Atilla gestured toward the kebabs. “So just vegetables, huh?”

“That’s it.”

“Boy, are you in the wrong country!” He turned a knob and flames shot up; he made an adjustment and the flames diminished. “Except for pistachios. We have the best pistachios in the world.”

“Your English is great. Where’d you learn it?”

“School.”

“You have good schools here?”

Attila picked up a pair of vegetable kebabs, brushed them with oil, and drizzled them with the juice from a lemon. Then he sprinkled them with salt and pepper and laid them on the grill.

“Yeah,” he said, “the education system is pretty good. Everybody goes to school until they’re twelve. After that, you have to qualify. High school, technical school—university, if you’re smart. We’ve got thirty of them.”

“And anyone can go?”

Attila shook his head. “No way. It’s hard to get in. You have to take a test. It’s very competitive.”

Danny pursed his lips in sympathy.

Attila chuckled. “I know what you’re thinking—I’m cooking kebabs. But, actually, I did okay. I went to Bogazici. That’s a university in Istanbul. Studied economics.” He looked up from the grill. “ ‘The dismal science.’ ”

“That’s what they say. So why’d you study it?”

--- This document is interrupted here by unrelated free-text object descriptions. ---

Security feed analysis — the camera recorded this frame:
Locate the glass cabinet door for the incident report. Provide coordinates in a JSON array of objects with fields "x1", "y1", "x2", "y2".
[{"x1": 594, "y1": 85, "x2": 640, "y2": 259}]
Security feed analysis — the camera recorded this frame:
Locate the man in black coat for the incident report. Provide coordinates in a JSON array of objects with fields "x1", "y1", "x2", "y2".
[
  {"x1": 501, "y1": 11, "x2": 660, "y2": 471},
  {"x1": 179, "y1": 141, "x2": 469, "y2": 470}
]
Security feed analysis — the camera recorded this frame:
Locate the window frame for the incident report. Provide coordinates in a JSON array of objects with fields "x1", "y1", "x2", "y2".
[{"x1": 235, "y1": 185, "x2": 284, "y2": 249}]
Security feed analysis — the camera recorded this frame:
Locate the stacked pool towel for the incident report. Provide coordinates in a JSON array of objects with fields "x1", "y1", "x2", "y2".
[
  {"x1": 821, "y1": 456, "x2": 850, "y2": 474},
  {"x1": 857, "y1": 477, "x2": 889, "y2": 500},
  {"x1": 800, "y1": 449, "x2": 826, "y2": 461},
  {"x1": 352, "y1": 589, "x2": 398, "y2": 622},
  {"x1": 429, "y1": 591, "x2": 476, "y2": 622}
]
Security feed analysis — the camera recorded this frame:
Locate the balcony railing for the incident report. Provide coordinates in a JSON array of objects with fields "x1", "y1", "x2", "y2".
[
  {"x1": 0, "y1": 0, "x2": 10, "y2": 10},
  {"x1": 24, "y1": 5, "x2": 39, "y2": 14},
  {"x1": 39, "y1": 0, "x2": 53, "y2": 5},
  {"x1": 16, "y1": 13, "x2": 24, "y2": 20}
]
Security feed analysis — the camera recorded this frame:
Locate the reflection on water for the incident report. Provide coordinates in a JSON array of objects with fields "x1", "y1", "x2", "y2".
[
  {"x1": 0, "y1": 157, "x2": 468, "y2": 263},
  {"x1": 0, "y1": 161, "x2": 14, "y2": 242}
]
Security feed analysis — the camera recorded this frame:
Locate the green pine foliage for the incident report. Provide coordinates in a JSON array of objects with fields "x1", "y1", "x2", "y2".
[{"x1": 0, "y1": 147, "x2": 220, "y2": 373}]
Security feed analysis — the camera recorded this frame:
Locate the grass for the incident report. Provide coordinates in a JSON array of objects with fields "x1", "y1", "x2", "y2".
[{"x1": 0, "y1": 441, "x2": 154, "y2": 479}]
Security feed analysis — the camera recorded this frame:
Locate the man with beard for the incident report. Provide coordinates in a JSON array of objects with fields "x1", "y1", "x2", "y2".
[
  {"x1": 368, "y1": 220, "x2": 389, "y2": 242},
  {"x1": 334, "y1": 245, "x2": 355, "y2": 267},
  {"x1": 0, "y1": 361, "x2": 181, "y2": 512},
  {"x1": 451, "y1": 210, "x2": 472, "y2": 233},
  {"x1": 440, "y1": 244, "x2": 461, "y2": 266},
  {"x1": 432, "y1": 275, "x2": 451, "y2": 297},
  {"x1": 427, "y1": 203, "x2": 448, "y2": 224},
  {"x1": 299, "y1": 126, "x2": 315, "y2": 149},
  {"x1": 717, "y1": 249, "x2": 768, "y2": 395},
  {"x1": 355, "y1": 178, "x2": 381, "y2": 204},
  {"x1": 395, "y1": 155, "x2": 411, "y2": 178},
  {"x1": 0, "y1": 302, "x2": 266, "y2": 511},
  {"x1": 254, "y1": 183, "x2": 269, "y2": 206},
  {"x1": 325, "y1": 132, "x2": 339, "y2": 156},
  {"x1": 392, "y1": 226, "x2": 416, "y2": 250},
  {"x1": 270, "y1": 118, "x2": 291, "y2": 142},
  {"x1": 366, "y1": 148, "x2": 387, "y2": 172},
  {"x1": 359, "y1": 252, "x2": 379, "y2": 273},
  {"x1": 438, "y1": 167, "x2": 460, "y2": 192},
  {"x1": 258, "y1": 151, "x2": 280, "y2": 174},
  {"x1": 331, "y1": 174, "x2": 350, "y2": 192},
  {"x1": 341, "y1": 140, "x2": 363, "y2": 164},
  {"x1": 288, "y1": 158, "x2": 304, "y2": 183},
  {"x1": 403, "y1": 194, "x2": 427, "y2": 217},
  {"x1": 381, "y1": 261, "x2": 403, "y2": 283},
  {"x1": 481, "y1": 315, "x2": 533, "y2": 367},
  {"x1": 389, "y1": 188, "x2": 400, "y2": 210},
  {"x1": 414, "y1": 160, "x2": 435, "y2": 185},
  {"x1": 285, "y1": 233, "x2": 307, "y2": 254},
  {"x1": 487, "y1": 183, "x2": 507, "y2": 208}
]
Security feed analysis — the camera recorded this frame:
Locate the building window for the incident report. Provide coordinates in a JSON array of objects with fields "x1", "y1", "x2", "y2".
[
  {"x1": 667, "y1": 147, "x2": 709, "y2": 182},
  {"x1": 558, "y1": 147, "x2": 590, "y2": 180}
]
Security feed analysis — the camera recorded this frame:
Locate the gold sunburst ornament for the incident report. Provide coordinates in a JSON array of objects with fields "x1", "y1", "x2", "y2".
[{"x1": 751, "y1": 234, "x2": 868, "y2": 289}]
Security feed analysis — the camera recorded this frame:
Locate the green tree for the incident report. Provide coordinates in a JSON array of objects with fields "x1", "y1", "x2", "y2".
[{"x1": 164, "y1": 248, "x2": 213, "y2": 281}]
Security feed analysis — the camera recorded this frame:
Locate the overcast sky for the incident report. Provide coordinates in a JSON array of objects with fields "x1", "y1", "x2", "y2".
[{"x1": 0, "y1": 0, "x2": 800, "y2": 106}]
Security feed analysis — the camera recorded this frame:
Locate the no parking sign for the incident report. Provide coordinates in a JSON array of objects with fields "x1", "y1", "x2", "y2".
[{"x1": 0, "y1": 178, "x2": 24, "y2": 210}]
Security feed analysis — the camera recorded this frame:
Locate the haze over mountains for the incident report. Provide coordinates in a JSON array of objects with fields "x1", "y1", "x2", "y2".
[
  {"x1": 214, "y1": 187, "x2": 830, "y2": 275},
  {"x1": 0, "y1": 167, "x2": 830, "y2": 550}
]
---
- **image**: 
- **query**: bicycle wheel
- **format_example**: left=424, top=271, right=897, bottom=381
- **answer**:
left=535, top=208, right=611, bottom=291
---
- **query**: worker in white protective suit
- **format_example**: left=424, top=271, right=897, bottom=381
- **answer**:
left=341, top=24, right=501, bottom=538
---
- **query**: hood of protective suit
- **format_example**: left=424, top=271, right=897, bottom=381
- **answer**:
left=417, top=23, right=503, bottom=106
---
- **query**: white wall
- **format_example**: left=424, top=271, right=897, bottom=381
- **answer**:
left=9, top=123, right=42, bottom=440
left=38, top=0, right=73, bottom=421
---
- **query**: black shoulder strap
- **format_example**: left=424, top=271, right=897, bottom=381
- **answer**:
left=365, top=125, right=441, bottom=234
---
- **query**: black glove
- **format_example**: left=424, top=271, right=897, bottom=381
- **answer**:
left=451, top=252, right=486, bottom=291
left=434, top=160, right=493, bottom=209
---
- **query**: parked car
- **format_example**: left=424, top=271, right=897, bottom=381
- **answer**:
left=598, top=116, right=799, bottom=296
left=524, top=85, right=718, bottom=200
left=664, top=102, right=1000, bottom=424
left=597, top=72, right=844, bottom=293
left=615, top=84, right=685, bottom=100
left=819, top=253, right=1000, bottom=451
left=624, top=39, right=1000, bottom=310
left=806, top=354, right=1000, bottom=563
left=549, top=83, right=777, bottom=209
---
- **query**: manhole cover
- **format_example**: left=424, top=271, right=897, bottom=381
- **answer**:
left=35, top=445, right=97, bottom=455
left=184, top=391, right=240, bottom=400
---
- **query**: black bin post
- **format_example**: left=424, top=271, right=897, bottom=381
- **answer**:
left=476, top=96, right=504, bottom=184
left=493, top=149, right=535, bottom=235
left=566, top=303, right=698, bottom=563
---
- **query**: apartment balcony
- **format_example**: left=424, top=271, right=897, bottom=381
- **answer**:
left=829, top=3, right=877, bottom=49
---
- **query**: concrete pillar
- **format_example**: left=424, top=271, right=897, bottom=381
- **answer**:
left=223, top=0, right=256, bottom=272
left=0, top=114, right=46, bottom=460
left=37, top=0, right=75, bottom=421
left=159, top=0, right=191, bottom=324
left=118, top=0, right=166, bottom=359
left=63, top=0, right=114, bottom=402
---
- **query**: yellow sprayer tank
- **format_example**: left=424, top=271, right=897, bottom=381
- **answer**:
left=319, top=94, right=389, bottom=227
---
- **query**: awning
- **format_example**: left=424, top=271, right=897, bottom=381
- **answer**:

“Because that’s what they gave me. It’s not like you get to choose. I wanted to be a veterinarian, but the state decides what it needs. But I don’t mind. Because that’s where I learn English. Once you get to university, almost everything is in English.” He turned the kebabs.

“So . . .”

“What am I doing here?”

Danny nodded.

Attila flashed a wicked smile. “I’m making kebabs for you, my friend, what do you think?” He paused for a moment, and added, “I’m
from
here. This is my father’s place, but . . . He can’t be here right now. So I’m helping out.”

“I see.”

“You do? I don’t think so.”

“Why not?”

“Because he’s in prison.” Seeing Danny’s surprise, he added, “We’re Kurds. Everyone here is. Except the army—they’re . . . whatever. So there’s a lot of trouble, you know?”

“I heard.”

“They want to kill the culture, so they go after the language. Until ten years ago, we can’t teach it, speak it, broadcast it. I can’t even name my kids what I want. I have to give them Turkish names.”

“So it’s better now?”

He turned the kebabs again. “Not much. Personally? I’m moving to the States, start out with my cousin. Soon as I get a visa. Other people give up. Or join the PKK.”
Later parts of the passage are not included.